An embedded and charset-unspecified text was scrubbed... Name: not available URL: <https://stat.ethz.ch/pipermail/r-help/attachments/20120808/62bf8f29/attachment.pl>
Using unicode symbol has unexpected results in levels of factor object
2 messages · Wyatt, Kristin M, Peter Dalgaard
On Aug 9, 2012, at 06:53 , Wyatt, Kristin M wrote:
Dear all, When I use a unicode symbol in the labels for a factor object, the corresponding level does not display as expected. However, using levels() on the factor returns the desired output. I noticed the discrepancy when the legend labels from a call to ggplot() did not display the desired symbol, but an explicitly built legend using the same labels did. Example (I am trying to get the less than or equal to symbol):
.df <- data.frame(afp = c(0,0,1,1), time=c(0,2,0,1), surv=c(1, 0.5, 1, 0.4))
afpLabels <- c("AFP \u2264 16", "AFP > 16")

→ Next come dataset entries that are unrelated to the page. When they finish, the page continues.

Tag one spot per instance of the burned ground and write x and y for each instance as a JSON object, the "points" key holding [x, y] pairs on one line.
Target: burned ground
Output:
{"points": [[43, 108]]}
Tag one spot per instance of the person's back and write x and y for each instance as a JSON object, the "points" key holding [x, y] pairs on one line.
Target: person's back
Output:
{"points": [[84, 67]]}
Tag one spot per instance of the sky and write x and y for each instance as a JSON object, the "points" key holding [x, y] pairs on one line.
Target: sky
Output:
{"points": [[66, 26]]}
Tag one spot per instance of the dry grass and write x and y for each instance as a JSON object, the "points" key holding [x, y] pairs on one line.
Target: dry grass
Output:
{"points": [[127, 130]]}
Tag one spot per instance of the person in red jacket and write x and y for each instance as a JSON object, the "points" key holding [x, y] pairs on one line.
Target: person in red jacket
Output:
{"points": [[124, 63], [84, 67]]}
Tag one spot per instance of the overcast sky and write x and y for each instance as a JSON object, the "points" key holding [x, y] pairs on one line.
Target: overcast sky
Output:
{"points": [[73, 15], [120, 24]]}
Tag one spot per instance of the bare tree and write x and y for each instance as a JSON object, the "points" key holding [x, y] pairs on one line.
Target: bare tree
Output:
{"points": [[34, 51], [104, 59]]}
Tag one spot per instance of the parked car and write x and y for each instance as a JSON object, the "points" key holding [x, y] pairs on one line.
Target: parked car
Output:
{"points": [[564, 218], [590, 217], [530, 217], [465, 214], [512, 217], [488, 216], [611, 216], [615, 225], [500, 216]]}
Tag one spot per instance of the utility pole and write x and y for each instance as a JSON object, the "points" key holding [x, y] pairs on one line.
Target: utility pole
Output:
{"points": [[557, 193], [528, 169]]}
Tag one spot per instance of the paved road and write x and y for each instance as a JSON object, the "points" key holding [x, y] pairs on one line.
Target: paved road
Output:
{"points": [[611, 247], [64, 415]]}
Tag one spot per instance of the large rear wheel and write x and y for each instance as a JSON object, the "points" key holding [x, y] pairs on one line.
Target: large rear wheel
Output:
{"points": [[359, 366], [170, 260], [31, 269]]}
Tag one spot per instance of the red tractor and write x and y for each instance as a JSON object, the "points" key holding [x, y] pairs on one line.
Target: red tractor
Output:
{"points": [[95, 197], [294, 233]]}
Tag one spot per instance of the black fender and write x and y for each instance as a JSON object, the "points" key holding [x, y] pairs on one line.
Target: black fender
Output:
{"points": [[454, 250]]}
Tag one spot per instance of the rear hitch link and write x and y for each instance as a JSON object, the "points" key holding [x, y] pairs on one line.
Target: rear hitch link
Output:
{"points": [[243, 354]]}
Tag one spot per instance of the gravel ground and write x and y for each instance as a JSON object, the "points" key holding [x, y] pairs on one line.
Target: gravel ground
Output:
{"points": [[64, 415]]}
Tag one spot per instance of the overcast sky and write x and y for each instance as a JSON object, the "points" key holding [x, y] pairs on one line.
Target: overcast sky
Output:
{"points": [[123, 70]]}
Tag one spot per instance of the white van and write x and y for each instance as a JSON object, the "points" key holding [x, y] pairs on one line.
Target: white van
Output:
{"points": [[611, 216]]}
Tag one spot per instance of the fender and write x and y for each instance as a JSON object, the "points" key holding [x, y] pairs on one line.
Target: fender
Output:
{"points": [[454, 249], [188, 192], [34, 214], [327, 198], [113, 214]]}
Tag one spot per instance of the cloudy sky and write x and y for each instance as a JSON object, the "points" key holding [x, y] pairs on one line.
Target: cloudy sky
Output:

afpStrata <- factor(.df$afp, labels=afpLabels)
afpStrata
[1] AFP ? 16 AFP ? 16 AFP > 16 AFP > 16 Levels: AFP = 16 AFP > 16 The first level is reported as "AFP = 16".
levels(afpStrata)
[1] "AFP ? 16" "AFP > 16"
The desired result is produced with levels(). The code below shows this issue in context through calls to ggplot() if you don't mind loading all the libraries.
library(ggplot2) library(gridExtra) library(plyr) ggplot(.df, aes(time, surv)) + geom_step(aes(color = afpStrata), size = 1.0) ggplot(.df, aes(time, surv)) + geom_step(aes(color = afpStrata), size = 1.0) +
+ scale_colour_hue(breaks=afpLabels, labels=afpLabels)
I am running a pre-compiled version of R on Windows 7 (64-bit).
sessionInfo()
R version 2.15.1 (2012-06-22) Platform: x86_64-pc-mingw32/x64 (64-bit)
For whatever it is worth, this works fine (both examples) under OSX Snow Leopard.
Looking at the code for print.factor, I would strongly suspect that the culprit is the line
n <- length(lev <- encodeString(levels(x), quote = ifelse(quote,
"\"", "")))
which figures since you are in a .1252 locale, not .utf8 (or UTF-8 or ...).
Over to the Windows/locale/charset experts...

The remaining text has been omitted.